Der brillante und katastrophal unterschätzte Jan Rosenthal konnte nun jedenfalls durch die zentralere Position mehr Einfluss auf das Spiel nehmen. Er schob die Mittelfeldräume sehr flexibel zu, bewegte sich seinerseits sehr gut als Anspielstation nach tiefen Balleroberungen und brachte mehr Ruhe und Klarheit in die Freiburger Angriffe. So konnten die Breisgauer wieder vermehrt für Entlastung sorgen, bekamen häufiger Zugriff vor der Abwehr und blieben dann auch seltener im Gegenpressing hängen. Zudem gestaltete sich Freiburgs Rhythmus etwas passender, da die Mittelfeldreihe nicht mehr geschlossen nach vorne verteidigte, sondern sich stärker auf Zugriff in der eigenen Hälfte fokussierte.
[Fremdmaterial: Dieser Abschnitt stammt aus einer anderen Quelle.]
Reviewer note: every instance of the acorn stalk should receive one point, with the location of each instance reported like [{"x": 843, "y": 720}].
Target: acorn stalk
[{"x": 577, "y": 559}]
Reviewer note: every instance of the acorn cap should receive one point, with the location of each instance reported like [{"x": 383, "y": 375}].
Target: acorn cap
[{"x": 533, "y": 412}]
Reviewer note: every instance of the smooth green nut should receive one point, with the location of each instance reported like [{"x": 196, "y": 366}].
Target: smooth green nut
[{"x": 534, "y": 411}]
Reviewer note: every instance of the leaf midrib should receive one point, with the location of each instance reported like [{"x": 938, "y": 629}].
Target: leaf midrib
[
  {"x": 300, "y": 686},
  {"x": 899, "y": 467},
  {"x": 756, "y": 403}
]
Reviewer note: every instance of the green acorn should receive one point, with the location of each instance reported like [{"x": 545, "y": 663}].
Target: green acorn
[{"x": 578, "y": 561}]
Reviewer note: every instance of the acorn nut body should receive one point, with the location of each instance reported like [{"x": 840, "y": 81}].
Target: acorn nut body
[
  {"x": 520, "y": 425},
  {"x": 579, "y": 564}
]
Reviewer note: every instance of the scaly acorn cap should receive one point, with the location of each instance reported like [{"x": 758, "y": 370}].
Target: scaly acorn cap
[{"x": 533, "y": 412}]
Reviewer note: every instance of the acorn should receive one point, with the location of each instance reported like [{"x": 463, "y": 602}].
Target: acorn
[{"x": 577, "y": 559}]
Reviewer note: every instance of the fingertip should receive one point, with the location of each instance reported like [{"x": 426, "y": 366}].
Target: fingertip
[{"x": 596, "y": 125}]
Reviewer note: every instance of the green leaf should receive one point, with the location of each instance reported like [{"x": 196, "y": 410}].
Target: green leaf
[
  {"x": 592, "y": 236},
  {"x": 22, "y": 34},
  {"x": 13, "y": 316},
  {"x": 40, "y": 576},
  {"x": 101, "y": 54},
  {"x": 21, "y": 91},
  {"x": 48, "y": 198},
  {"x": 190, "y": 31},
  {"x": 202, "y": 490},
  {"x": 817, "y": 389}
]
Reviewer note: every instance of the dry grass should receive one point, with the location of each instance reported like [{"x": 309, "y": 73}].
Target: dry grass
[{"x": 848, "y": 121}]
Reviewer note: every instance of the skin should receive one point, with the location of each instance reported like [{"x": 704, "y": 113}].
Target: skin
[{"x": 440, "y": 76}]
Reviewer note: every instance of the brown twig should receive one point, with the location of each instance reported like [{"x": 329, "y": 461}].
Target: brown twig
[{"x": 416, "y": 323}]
Phase 4: Klopp bringt die Breite und gewinnt | ab der ~73. Minute
Was nun um die 70. Minute herum passierte ist etwas schwer zu dechiffrieren, weil Freiburgs System ab der 60. Minute eben relativ chaotisch und wechselhaft war und dann um die nächsten Dortmunder Einwechslungen herum auch viele Standardsituationen den Spielverlauf verzerrten. Jedenfalls wurde Makiadi zunehmend offensiv und spielte ungefähr ab der 70. einen klaren zweiten Stürmer – das war auch ein Teilgrund, weshalb Freiburg mehr Präsenz bekam. Sie spielten nun in einem klaren 4-1-3-2, in dem die äußeren Mittelfeldspieler extrem eng agierten. Die Kräfte ließen ebenfalls nach. Die Folge: Freiburgs Flügel waren teilweise extrem weit offen.
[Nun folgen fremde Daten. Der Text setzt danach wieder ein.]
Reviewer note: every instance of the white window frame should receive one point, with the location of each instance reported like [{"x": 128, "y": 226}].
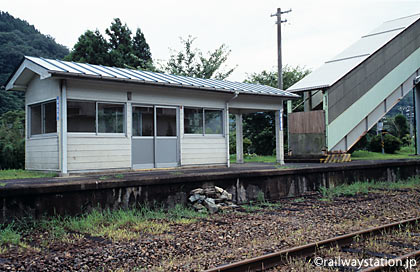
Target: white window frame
[
  {"x": 204, "y": 134},
  {"x": 42, "y": 134},
  {"x": 97, "y": 133}
]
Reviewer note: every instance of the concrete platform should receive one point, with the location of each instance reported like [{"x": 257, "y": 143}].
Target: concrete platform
[{"x": 75, "y": 194}]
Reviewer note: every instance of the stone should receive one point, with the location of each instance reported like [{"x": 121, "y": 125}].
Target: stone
[
  {"x": 199, "y": 206},
  {"x": 210, "y": 205},
  {"x": 199, "y": 191},
  {"x": 226, "y": 196},
  {"x": 196, "y": 197},
  {"x": 219, "y": 190}
]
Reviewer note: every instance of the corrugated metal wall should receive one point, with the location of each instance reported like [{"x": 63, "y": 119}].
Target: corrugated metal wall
[{"x": 359, "y": 81}]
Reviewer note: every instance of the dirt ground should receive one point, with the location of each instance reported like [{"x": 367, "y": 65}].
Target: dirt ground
[{"x": 248, "y": 231}]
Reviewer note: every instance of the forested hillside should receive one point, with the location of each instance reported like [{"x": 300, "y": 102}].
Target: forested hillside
[{"x": 19, "y": 38}]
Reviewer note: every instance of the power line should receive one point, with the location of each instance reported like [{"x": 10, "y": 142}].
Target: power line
[{"x": 279, "y": 59}]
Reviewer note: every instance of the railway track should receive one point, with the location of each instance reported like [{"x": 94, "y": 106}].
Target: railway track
[{"x": 355, "y": 246}]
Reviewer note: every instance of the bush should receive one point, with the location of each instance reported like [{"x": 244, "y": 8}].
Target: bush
[{"x": 391, "y": 144}]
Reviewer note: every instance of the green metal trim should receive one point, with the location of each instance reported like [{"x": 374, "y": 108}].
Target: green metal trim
[{"x": 345, "y": 122}]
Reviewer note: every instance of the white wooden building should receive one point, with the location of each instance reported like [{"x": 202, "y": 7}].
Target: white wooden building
[{"x": 83, "y": 117}]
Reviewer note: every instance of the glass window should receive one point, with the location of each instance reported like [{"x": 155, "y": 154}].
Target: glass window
[
  {"x": 81, "y": 116},
  {"x": 213, "y": 121},
  {"x": 143, "y": 121},
  {"x": 166, "y": 121},
  {"x": 36, "y": 124},
  {"x": 193, "y": 121},
  {"x": 43, "y": 118},
  {"x": 50, "y": 117},
  {"x": 110, "y": 118}
]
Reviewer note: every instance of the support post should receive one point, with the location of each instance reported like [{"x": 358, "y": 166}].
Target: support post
[
  {"x": 226, "y": 123},
  {"x": 417, "y": 117},
  {"x": 289, "y": 111},
  {"x": 63, "y": 127},
  {"x": 279, "y": 136},
  {"x": 239, "y": 139}
]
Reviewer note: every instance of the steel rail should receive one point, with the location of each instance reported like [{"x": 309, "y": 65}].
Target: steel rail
[
  {"x": 391, "y": 265},
  {"x": 266, "y": 261}
]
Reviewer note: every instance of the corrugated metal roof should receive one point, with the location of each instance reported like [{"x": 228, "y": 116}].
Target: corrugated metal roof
[
  {"x": 334, "y": 69},
  {"x": 67, "y": 68}
]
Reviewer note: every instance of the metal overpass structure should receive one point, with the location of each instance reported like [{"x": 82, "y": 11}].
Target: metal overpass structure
[{"x": 349, "y": 94}]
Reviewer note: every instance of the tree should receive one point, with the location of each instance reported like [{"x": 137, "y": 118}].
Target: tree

Klopp brachte nun ebenfalls einen zweiten Stürmer: Robert Lewandowski. Kennt den noch jemand? Der polnische Torjäger reihte sich erst einmal als Zehner im 4-3-2-1 ein, doch nach wenigen Minuten bewegte sich Götze auf die linke Seite und es ergab sich wieder das 4-2-3-1. Nachdem im 4-3-2-1 der Torerfolg ausblieb und bereits Flügelspieler Blaszczykowski eingewechselt worden war, war das nicht nur eine naheliegende Umstellung, sondern es war wohl auch eine Reaktion auf Freiburgs 4-1-3-2: Die Außenverteidiger rückten nun auch aggressiver auf und der BVB spielte den Ball wieder mehr in die Breite.
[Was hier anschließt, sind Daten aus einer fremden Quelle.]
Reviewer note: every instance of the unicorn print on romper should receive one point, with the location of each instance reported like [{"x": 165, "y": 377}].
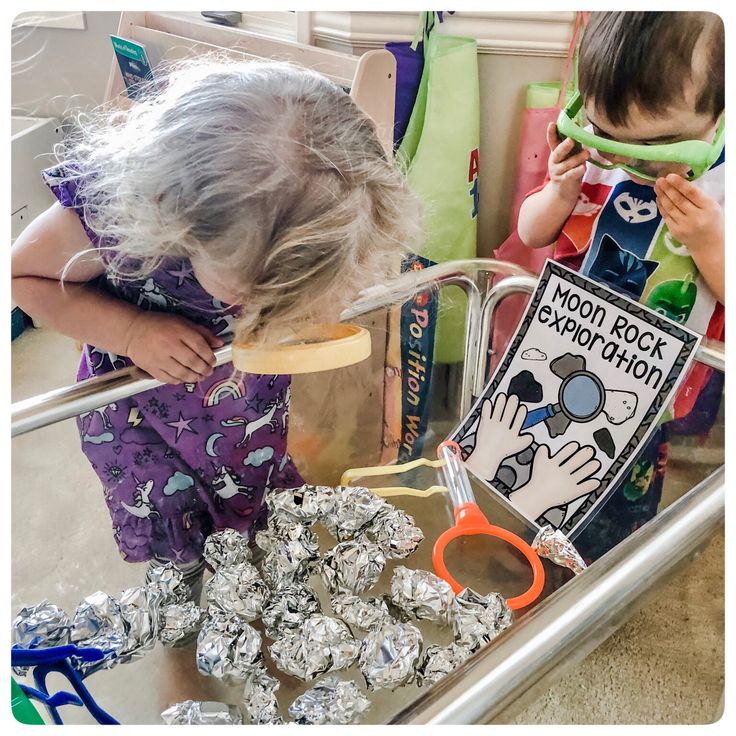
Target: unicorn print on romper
[{"x": 174, "y": 461}]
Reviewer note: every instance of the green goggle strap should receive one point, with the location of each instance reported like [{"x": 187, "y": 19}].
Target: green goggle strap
[{"x": 699, "y": 155}]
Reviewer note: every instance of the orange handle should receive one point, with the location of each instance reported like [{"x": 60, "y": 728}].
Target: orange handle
[{"x": 469, "y": 521}]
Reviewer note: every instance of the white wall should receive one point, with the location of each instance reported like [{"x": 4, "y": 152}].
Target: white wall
[{"x": 54, "y": 68}]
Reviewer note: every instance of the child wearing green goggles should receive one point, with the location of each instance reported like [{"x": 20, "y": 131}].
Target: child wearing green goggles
[
  {"x": 653, "y": 115},
  {"x": 635, "y": 196}
]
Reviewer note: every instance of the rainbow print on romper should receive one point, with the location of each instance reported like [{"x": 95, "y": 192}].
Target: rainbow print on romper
[{"x": 231, "y": 387}]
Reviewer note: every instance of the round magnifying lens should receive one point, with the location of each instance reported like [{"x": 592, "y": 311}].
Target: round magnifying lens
[{"x": 582, "y": 396}]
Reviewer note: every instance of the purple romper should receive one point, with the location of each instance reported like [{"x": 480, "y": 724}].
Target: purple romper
[{"x": 179, "y": 462}]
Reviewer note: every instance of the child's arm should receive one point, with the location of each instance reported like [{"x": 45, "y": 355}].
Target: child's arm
[
  {"x": 167, "y": 346},
  {"x": 543, "y": 213},
  {"x": 696, "y": 220}
]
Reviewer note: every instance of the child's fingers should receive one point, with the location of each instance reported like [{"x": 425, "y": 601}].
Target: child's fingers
[
  {"x": 553, "y": 139},
  {"x": 678, "y": 199},
  {"x": 191, "y": 360},
  {"x": 486, "y": 409},
  {"x": 166, "y": 377},
  {"x": 668, "y": 209},
  {"x": 181, "y": 370},
  {"x": 197, "y": 341},
  {"x": 686, "y": 189},
  {"x": 561, "y": 152},
  {"x": 576, "y": 173},
  {"x": 212, "y": 340},
  {"x": 570, "y": 163}
]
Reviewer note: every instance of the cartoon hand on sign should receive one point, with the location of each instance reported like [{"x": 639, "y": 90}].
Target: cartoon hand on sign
[
  {"x": 557, "y": 479},
  {"x": 498, "y": 435}
]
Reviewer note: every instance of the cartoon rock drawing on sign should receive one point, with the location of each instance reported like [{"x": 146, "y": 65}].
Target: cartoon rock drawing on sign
[
  {"x": 582, "y": 385},
  {"x": 553, "y": 480},
  {"x": 501, "y": 452}
]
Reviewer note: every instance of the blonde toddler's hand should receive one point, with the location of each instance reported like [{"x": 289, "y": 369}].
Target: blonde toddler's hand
[
  {"x": 565, "y": 170},
  {"x": 171, "y": 348}
]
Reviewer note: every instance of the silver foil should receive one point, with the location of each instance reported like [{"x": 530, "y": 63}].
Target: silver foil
[
  {"x": 395, "y": 532},
  {"x": 330, "y": 702},
  {"x": 297, "y": 504},
  {"x": 43, "y": 625},
  {"x": 555, "y": 546},
  {"x": 389, "y": 655},
  {"x": 259, "y": 698},
  {"x": 365, "y": 614},
  {"x": 322, "y": 644},
  {"x": 199, "y": 713},
  {"x": 228, "y": 648},
  {"x": 478, "y": 619},
  {"x": 98, "y": 622},
  {"x": 170, "y": 582},
  {"x": 139, "y": 608},
  {"x": 226, "y": 548},
  {"x": 351, "y": 509},
  {"x": 178, "y": 621},
  {"x": 352, "y": 567},
  {"x": 112, "y": 643},
  {"x": 237, "y": 590},
  {"x": 422, "y": 594},
  {"x": 288, "y": 608},
  {"x": 291, "y": 555},
  {"x": 440, "y": 661}
]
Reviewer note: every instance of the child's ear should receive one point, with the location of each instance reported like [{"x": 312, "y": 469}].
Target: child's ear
[{"x": 650, "y": 267}]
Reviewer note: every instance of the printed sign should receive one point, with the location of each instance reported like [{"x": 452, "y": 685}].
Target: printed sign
[
  {"x": 134, "y": 65},
  {"x": 581, "y": 387},
  {"x": 418, "y": 319}
]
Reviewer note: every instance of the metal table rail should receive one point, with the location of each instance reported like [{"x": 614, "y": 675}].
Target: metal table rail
[
  {"x": 567, "y": 625},
  {"x": 574, "y": 620},
  {"x": 70, "y": 401}
]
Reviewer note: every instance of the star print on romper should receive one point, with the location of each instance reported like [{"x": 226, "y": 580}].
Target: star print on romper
[{"x": 182, "y": 425}]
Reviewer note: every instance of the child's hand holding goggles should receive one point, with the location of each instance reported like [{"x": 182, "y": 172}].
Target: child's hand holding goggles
[
  {"x": 648, "y": 162},
  {"x": 694, "y": 218}
]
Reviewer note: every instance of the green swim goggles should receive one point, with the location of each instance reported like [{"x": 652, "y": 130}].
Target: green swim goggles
[{"x": 646, "y": 162}]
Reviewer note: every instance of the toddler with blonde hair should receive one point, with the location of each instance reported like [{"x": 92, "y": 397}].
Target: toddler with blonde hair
[{"x": 233, "y": 198}]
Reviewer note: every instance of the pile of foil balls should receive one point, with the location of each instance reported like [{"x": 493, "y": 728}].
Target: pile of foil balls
[{"x": 373, "y": 634}]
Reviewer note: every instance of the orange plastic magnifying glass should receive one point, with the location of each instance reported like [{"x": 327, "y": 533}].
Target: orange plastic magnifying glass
[{"x": 470, "y": 520}]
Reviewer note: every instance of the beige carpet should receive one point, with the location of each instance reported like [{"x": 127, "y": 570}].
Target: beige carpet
[{"x": 664, "y": 666}]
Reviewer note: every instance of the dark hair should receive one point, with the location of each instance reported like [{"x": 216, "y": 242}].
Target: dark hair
[{"x": 645, "y": 58}]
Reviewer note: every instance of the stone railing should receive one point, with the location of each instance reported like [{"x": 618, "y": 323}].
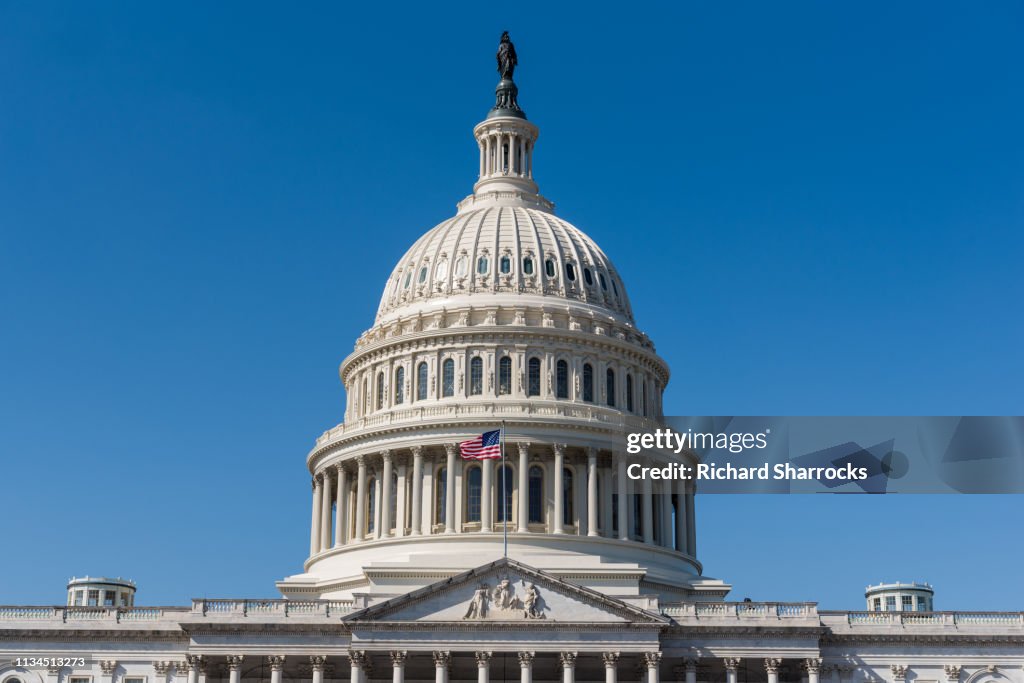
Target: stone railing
[
  {"x": 274, "y": 607},
  {"x": 930, "y": 619},
  {"x": 739, "y": 610}
]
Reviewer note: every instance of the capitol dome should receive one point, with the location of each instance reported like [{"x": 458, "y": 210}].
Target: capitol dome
[{"x": 503, "y": 317}]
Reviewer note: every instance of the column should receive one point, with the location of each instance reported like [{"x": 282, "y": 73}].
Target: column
[
  {"x": 360, "y": 499},
  {"x": 651, "y": 660},
  {"x": 450, "y": 451},
  {"x": 667, "y": 513},
  {"x": 385, "y": 527},
  {"x": 568, "y": 667},
  {"x": 691, "y": 528},
  {"x": 813, "y": 670},
  {"x": 235, "y": 668},
  {"x": 417, "y": 489},
  {"x": 525, "y": 668},
  {"x": 326, "y": 492},
  {"x": 357, "y": 664},
  {"x": 482, "y": 667},
  {"x": 681, "y": 516},
  {"x": 647, "y": 510},
  {"x": 731, "y": 666},
  {"x": 523, "y": 524},
  {"x": 610, "y": 665},
  {"x": 340, "y": 505},
  {"x": 276, "y": 664},
  {"x": 314, "y": 526},
  {"x": 441, "y": 663},
  {"x": 559, "y": 516},
  {"x": 397, "y": 666},
  {"x": 317, "y": 662},
  {"x": 624, "y": 510},
  {"x": 486, "y": 478},
  {"x": 592, "y": 504}
]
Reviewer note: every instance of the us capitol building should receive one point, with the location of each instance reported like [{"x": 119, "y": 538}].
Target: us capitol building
[{"x": 503, "y": 313}]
Und tatsächlich dauerte es nur bis zur 75. Minute bis der BVB die Flügelräume nutzen konnte. Nach einem Flügelangriff von rechts eroberten sie den geklärten Ball, verlagerten auf Schmelzer und dessen Flanke köpfte Lewandowski ein. Drei Minuten später kombinierten Blaszczykowski und Piszczek geschickt über rechts und Mujdza drückte die Hereingabe ins eigene Tor.
Was den Menschen von diesem spektakulären Schlagabtausch der Pressingteams und „Konzepttrainer“ (damals noch mega das Schlagwort!) jedoch vor allem in Erinnerung blieb war: ein misslungener Schuss. Es war dieses Spiel, in dem Jakub Blaszczykowski in der 85. Minute nach einem Konter auf das leere Tor zulief und aus zehn Metern…einfach drüber schoss. Man kann wohl behaupten: Dieses Spiel hatte alles.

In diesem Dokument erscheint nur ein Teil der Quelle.